La présidentielle et les législatives se dérouleront donc le samedi suivant, 23 février. Les élections des gouverneurs, prévues le 2 mars, sont quant à elles reportées au 9 mars, "dans le but de garantir la bonne qualité de nos élections".
La Commission électorale (INEC) s'était réunie en urgence en fin de soirée vendredi, laissant le pays de 190 millions en suspens pendant plusieurs heures. A ce moment-là, les rumeurs d'un report envahissaient les médias nigérians et réseaux sociaux. M. Yakubu n'a donné aucune précision sur les problèmes logistiques invoqués. Mais trois centres de l'INEC ont été brûlés à travers le pays, et l'opposition dénonçait l'absence de bulletins dans de nombreux Etats.
Mercredi, M. Yakubu estimait encore que malgré les défis auxquels est confronté ce géant africain, le scrutin ne serait pas reporté.
Sabotage
En "off", chaque camp s'accusait d'être responsable d'un potentiel report et de vouloir saboter le vote.
Près de 84 millions d'électeurs étaient attendus dans les quelques 120.000 bureaux de vote qui devaient ouvrir dès 8H00, heure locale (7H00 GMT) à travers tout le pays. Ils devaient élire un nouveau chef d'Etat, ainsi que les les 360 sièges de la Chambre des représentants et les 109 du Sénat.

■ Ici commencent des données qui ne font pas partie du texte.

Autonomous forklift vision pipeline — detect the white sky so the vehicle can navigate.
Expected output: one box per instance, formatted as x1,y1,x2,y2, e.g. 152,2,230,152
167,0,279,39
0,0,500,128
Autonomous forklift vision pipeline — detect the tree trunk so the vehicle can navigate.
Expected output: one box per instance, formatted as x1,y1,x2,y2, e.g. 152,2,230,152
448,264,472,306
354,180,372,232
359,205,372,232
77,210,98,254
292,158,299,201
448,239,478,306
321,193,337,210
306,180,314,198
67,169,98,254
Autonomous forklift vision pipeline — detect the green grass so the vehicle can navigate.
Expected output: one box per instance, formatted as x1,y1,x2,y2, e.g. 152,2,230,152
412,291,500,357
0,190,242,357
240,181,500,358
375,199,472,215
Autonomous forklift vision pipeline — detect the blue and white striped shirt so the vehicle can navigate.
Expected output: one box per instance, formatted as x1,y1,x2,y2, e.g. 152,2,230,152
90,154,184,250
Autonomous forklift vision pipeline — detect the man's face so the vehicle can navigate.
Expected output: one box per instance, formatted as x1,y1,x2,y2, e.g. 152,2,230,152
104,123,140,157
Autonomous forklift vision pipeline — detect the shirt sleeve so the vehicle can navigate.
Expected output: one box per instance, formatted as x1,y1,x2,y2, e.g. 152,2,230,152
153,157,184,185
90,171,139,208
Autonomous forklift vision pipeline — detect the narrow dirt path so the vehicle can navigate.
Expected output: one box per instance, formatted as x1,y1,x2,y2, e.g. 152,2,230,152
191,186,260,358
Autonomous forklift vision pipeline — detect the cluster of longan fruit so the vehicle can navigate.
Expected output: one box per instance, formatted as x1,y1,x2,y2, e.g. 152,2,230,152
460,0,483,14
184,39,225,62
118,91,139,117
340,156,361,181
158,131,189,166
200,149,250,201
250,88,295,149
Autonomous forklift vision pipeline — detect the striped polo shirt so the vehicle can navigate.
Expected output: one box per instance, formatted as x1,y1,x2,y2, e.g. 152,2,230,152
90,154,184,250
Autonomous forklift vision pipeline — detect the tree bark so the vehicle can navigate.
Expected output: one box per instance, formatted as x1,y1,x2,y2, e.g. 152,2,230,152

Lagos, capitale économique bouillante d'habitude, était très calme dans la soirée, chacun se préparant au couvre-feu prévu pendant le vote.
Un nombre record de 73 candidats sont en lice pour devenir chef de l'Etat dans la première économie d'Afrique et premier exportateur de pétrole du continent. Tous les regards sont tournés vers le président Buhari, du Congrès des progressistes (APC), et son principal rival Atiku Abubakar, du Parti Populaire Démocratique (PDP).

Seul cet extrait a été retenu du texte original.